Nothing to Tout About

The news media didn't create the bull market. We never forced an investor to buy a single share of stock. What we did was give a platform to a bunch of touts. The touts impressed us. They had nice clothes and business cards printed up with the most exotic, alluring phrases. Credit Suisse First Boston! UBS Warburg! Deutsche Banc Alex. Brown! Just uttering those names made us feel smarter and more cosmopolitan, like we might be turning into the sort of people who weekend at Cap Ferrat.

The touts touted, and we nodded and scribbled. We convinced ourselves they had access to the future, and it was marvelous, and we passed their descriptions of it on to a trusting public. Pets.com was an extremely promising company, some of our favorite touts averred (it went bankrupt). We really ought to check out a fast-growing Internet company with the cool name Razorfish ($56 a share in February 2000, lately trading for under 50 cents a share). As for tech giants such as Cisco Systems and Sun Microsystems, many highly touted touts saw nothing but blue sky (both companies are down about 75 percent from their highs of last year). We even called the touts "analysts," a scientific-sounding title few deserved.

Now we're chastened. We've looked around at the damage and assigned a lot of blame to ourselves. The Financial Times said it most elegantly in an editorial headlined, "Shoot All the Analysts":

"As the great bull market roared ahead, analysts were turned by the media into far-sighted seers and sources of wisdom. The most articulate of them, by now extremely rich, would feature regularly on the business TV shows, wearing suits that were worth more than most of their clients' portfolios.... Now, at last, they have had their comeuppance.... The media, including the Financial Times, should be much more chary about attributing wisdom to analysts."

But amid all the flagellation, nobody seems to have noticed the strangest thing of all about the media and the bull market. For almost a decade, journalists did something quite out of character: We accentuated the positive. Over the years, we had acquired a reputation, largely deserved, for loving bad news. Nothing thrilled us like a good war, an epidemic, a ghastly murder, a devastating economic collapse. Our nightmare was a world in which the government was doing a good job, peace reigned, businesses thrived, and most people were happy. Good news wasn't news at all, not to us. The age-old complaint about the media, in letters to the editor and in polls, was that we were unrelentingly negative. We laughed it off, but we knew it was true.

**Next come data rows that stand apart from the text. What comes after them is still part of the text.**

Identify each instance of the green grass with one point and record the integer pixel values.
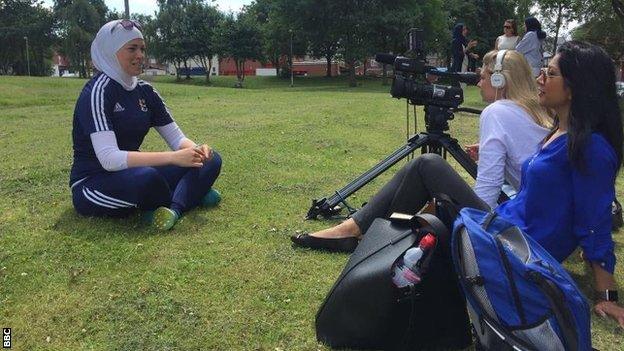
(224, 278)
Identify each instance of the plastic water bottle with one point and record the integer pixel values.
(407, 270)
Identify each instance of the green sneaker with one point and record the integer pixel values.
(212, 198)
(147, 216)
(164, 218)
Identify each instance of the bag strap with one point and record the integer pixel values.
(488, 220)
(562, 313)
(489, 321)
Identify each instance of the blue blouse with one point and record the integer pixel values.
(561, 207)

The bull market changed all that. We stopped enjoying the bad news, and got addicted to the good. A trade that had once searched high and low for negative stories about Wall Street and Big Business, devoted most of its energy to positive ones, and the touts were our best sources. "What are you buying now?" or some variant of that question, was one of the most frequently uttered sentences on CNBC, on Wall $treet Week with Louis Rukeyser, and all the other TV and radio shows on which touts appeared. Money, SmartMoney, and other financial magazines were obsessed with stocks and funds we should be buying right now. The buy focus spilled over into the general media: the big newspapers and networks.

The touts were promiscuous with their buy recommendations, but they almost never spoke of selling, mainly because they didn't want to offend companies that might bring lucrative underwriting business to their firms. And we almost never asked. It was rude to bring it up, like walking into a wild party and talking about death.

It's unfortunate that selling was so rarely discussed in the media, because, even in a bull market, every time someone buys a share of stock, someone else is selling it. In order for a lot of people to obey the touts and purchase Amazon.com at more than $400 a share, a lot of other people had to sell the stock at the same price. Who were those people? Why didn't we cover them as assiduously as we covered the touts? Because the sell story was bad news, and we'd lost the taste.

That was last year. Now, bad news abounds. The New Economy is in ruins. The touts have been shown to be charlatans. Selling is the rage, and suddenly the media have a chance to return to their negative roots, to revel in the awfulness of it all.

So far, however, we don't seem to be enjoying it. The coverage of the downturn has an unmistakable hangdog quality. CNBC's affable gang brightens up only on the rare bullish day, of which there were a few this week. Newspaper stories are either muted, as in the recent New York Times front-pager, "As Stocks Tumble, President Sounds a Note of Concern"; or downright sob sister, as in the Washington Post story that opened with a single mother in Seattle who worries that because of stock losses, "she may not have enough money to pay the $24,000 in tuition, room, and board Colin needs to attend his first-choice school."

Coverage of the downturn lacks energy, and the reason is fairly obvious. The bad news we enjoy so much—earthquakes, wars and such—has nothing directly to do with us. We are innocent bystanders, mere recorders. But this disaster is partly our fault. The bad news is, we were suckered by touts, and there's just no way to make it feel good.